Physiological role and expression of ARC in brain tissue
Low levels of ARC protein were reported to be present in brain tissue samples from human, rat and mouse [6, 7, 9, 30, 31]. Even though ARC deficiency does not result in behavioural or brain histological differences in mice [7], ARC was suggested to mediate neuronal cell death resistance. In particular it was found that with increasing age, ARC expression levels in the mouse cortex might decline [30]. This loss in ARC could be abrogated by keeping mice on calorie restricted diets.

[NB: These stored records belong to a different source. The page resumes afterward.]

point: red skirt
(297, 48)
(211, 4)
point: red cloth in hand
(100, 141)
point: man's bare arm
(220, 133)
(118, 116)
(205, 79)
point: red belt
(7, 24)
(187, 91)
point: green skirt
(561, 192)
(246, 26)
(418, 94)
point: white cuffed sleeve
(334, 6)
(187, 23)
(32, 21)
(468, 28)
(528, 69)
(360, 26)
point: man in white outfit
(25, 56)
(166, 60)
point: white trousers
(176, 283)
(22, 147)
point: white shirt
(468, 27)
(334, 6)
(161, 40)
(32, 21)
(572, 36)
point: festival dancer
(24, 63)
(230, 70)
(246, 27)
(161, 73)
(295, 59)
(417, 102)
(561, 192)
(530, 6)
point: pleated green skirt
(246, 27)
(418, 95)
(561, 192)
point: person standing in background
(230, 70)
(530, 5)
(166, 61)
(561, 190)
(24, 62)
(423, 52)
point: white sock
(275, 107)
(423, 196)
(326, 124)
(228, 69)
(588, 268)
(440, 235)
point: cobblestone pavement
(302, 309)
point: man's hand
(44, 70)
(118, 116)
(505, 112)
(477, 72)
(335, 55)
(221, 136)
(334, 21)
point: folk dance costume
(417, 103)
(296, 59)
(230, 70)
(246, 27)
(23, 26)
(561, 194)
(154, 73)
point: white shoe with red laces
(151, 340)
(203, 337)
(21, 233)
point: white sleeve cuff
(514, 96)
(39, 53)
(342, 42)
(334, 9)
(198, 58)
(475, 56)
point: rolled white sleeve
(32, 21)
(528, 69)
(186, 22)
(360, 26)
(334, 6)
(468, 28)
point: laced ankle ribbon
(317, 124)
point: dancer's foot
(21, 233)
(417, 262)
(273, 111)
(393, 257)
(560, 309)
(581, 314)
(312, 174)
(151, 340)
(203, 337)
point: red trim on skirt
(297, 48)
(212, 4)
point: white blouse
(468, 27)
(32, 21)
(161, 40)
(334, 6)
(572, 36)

A similar effect of calorie restriction on ARC protein abundance was also reported in skeletal muscle tissue of male rats [32]. It was furthermore shown in mouse models that chronic alcohol intake reduces ARC expression in cerebellar tissue and that this loss in ARC expression might be linked with alcohol intake-associated increases in apoptotic cell death in the cerebellum [31]. Because many of the above observations were made in experimentally rather minimalistic studies, more comprehensive and functional data are required to unequivocally answer whether ARC plays a physiological role in preventing apoptosis in brain tissues.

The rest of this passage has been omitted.